Indeks Harga Saham Gabungan (IHSG) Di Buka Negatif

PT Equityworld Futures – Pergerakan Indeks Harga Saham Gabungan (IHSG) naik 18 poin ditengah perdagangan yg melambat.

Frekuensi & nilai perdagangan lebih rendah dari biasanya harian. Menutup perdagangan akhir minggu, Jumat (2/9/2016),

IHSG ditutup menguat 18,914 poin (0,35%) ke level 5.353,461. Sementara Indeks LQ45 ditutup naik 3,567 poin (0,39%) ke level 919,340.

Posisi paling atas yg pernah di raih IHSG hri ini ada di level 5.359,909. Sementara terendahnya di 5.323,042.

Transaksi investor asing sampai sore hri ini tertulis jalankan penjualan bersih (foreign net sell) tidak tebal senilai Rupiah 6,158 miliar di semua pasar.

Terdaftar, perdagangan hri ini terjadi pass ramai bersama frekuensi transaksi jumlahnya 233.972 kali terhadap volume 6,033 miliar lembar saham senilai Rupiah 5,025 triliun. Sejumlah 169 saham naik, sisanya 128 saham turun, & 77 saham stagnan.

mengakses perdagangan pagi tadi IHSG bergerak negatif akibat perbuatan menjual investor lokal. Investor asing masihlah wait and see sambil menunggu perkembangan.

Tidak lama sesudah bergerak negatif, IHSG sejak mulai menanjak perlahan. Saham-saham konstruksi memimpin penguatan.

PT Equityworld Futures: Indeks Harga Saham Gabungan (IHSG) Di Buka Negatif Akibat Aksi Jual Investor Lokal

 

Sementara terhadap penutupan perdagangan sesi I, IHSG naik 11,078 poin (0,21%) ke level 5.345,625. Pergerakan IHSG tetap belum terlampaui lincah.

diluar itu, nyaris seluruh bidang industri di lantai bursa sanggup menguat, kecuali bagian perdagangan yg terkena tindakan menjual investor asing.

Bursa-bursa di Asia menutup perdagangan bersama mixed. Bursa saham China & Hong Kong berkukuh di zona hijau.

Berikut situasi & keadaan bursa regional sore hri ini : Indeks Nikkei 225 menipis 1,16 poin (0,01%) ke level 16.925,68,

Indeks Hang Seng naik 104,36 poin (0,45%) ke level 23.266,70, Indeks Komposit Shanghai menguat 4,05 poin (0,13%) ke level 3.067,35,

dan Indeks Straits Times melemah 16,96 poin (0,60%) ke level 2.799,51.

 

Sekian Banyak saham yg naik signifikan & masuk dalam deretan unggul gainers di antaranya Gudang Garam (GGRM) naik Rupiah 800 ke Rupiah 63.300, Unilever (UNVR) naik Rupiah 400 ke Rupiah 45.650, United Tractor (UNTR) naik Rupiah 300 ke Rupiah 19.100, & Chandra Asri (TPIA) naik Rupiah 275 ke Rupiah 11.075.

Adapun saham-saham yg turun lumayan dalam & masuk dalam tipe unggul losers antara lain Samudera Indonesia (SMDR) turun Rupiah 425 ke Rupiah 6.225, Indofood CBP (ICBP) turun Rupiah 300 ke Rupiah 9.700, Indosat (ISAT) turun Rupiah 225 ke Rupiah 5.800, & Bank Mayapada (MAYA) turun Rupiah 150 ke Rupiah 2.240.

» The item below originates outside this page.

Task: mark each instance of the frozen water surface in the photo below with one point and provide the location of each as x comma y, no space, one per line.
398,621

Kementerian Perindustrian (Kemenperin) menginginkan, aplikasi kebijakan pengampunan pajak (tax amnesty) mampu mendongkrak pembiayaan investasi industri, terutama di bidang padat karya & berorientasi ekspor.

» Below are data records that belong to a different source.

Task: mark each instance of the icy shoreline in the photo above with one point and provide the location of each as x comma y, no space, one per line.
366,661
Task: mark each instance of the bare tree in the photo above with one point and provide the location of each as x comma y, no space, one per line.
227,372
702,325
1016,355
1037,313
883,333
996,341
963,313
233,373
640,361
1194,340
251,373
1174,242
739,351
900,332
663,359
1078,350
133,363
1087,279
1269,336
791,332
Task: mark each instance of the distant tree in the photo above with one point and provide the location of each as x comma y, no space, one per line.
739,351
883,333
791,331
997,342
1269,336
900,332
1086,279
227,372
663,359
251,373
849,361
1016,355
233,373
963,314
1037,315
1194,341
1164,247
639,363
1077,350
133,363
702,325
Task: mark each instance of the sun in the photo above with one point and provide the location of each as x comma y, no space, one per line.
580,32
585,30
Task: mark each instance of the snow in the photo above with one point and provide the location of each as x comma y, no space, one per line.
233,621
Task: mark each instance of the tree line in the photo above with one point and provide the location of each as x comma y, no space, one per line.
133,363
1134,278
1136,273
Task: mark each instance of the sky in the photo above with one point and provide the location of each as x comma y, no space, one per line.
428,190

Menteri Perindustrian Airlangga Hartarto mengemukakan, bagian industri yg disasar contohnya industri tekstil & product tekstil (TPT), alas kaki, & industri pangan. Bersama demikian, pembangunan industri mampu searah dgn Kebijakan Industri Nasional (KIN), yg konsentrasi kepada hililirisasi industri berupa pembangunan industri kimia basic berbasis migas & batubara, pembangunan industri logam basic & bahan galian bukan logam, pula pembangunan industri hulu agro.